Автор книги: Георгий Соловьев
сообщить о нарушении
Текущая страница: 29 (всего у книги 39 страниц)
– Альфред Степанович, но ведь все это не ваши открытия.
– Конечно, не мои! Да вы слушайте. Помните, в поселковом клубе судили девятнадцатилетнего убийцу? Он был воспитанником нашей школы. Судили – и приговорили к расстрелу. И приговор приведен в исполнение… Страшно подумать: воспитанник нашей школы ударом ножа в сердце убил товарища-однокашника.
Анатолий знал убийцу, был на суде, и его только от одного воспоминания подрал мороз по спине. И Бутурлин как-то через силу сказал:
– Это был исключительный случай. Помните, как говорил прокурор о его матери? Он назвал ее моральной соучастницей преступления.
– Вот-вот, – как-то угрюмо оживился учитель. – Школа оказалась бессильной перед лицом семьи, маленькой семьи, – легкомысленная мать и заброшенный сын… Это, конечно, страшный пример… А вот другой: мы считаем естественным делом, что мальчишки бьют стекла в окнах, без этого мальчишки не растут.
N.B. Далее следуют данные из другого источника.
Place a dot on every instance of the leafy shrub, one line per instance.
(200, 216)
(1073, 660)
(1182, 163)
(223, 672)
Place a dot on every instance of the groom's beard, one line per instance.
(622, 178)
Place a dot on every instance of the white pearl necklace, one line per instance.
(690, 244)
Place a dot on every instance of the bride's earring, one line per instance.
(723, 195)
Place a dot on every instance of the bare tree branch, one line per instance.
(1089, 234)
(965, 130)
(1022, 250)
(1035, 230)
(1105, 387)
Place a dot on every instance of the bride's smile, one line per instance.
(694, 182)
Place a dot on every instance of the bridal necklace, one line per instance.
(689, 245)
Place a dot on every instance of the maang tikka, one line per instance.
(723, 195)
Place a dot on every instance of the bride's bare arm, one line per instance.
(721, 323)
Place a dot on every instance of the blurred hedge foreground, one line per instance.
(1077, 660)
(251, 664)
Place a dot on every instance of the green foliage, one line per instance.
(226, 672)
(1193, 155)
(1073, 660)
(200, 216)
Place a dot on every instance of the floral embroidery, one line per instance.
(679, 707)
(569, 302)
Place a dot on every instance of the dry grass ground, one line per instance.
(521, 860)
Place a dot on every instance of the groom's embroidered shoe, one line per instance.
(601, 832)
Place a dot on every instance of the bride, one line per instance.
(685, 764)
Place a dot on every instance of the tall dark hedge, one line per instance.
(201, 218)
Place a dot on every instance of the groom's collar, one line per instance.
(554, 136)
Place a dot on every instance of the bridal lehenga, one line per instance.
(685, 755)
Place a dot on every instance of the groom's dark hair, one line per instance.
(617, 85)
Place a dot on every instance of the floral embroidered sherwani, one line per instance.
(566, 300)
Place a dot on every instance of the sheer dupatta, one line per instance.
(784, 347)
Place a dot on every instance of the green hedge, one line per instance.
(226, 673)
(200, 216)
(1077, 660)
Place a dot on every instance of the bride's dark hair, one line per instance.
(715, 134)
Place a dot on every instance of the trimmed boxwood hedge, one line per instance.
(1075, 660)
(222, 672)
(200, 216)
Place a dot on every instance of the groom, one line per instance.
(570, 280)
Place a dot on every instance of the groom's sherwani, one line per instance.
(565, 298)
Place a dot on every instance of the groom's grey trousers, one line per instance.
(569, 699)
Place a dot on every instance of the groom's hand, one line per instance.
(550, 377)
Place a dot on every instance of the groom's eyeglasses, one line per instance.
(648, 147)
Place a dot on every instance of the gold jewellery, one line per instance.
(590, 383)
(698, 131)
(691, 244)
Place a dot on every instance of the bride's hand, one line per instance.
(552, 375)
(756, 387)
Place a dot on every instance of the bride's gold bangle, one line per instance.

Да? Сами били. Ты, Толя, когда стекло в последний раз высадил?
– В позапрошлом году, в школе на переменке, – пролепетал застигнутый врасплох Анатолий, как бы вдруг почувствовав себя опять школьником. – То было нечаянно… Я вставил его.
– В этом-то и дело, что бывает чаянно и нечаянно. Битье стекол в окнах не такое простое дело. Как отомстить юнкору за то, что он тебя протащил в стенгазету? Отвалтузить? Примитивно, и самому недешево обойдется. А вот ежели систематически поздними вечерами бить ему зимой стекла в квартире?.. Это страшная месть.
– Простите, Леонид Степанович, но я не улавливаю ход ваших мыслей, – сказал Бутурлин. Он слушал учителя с напряженным вниманием.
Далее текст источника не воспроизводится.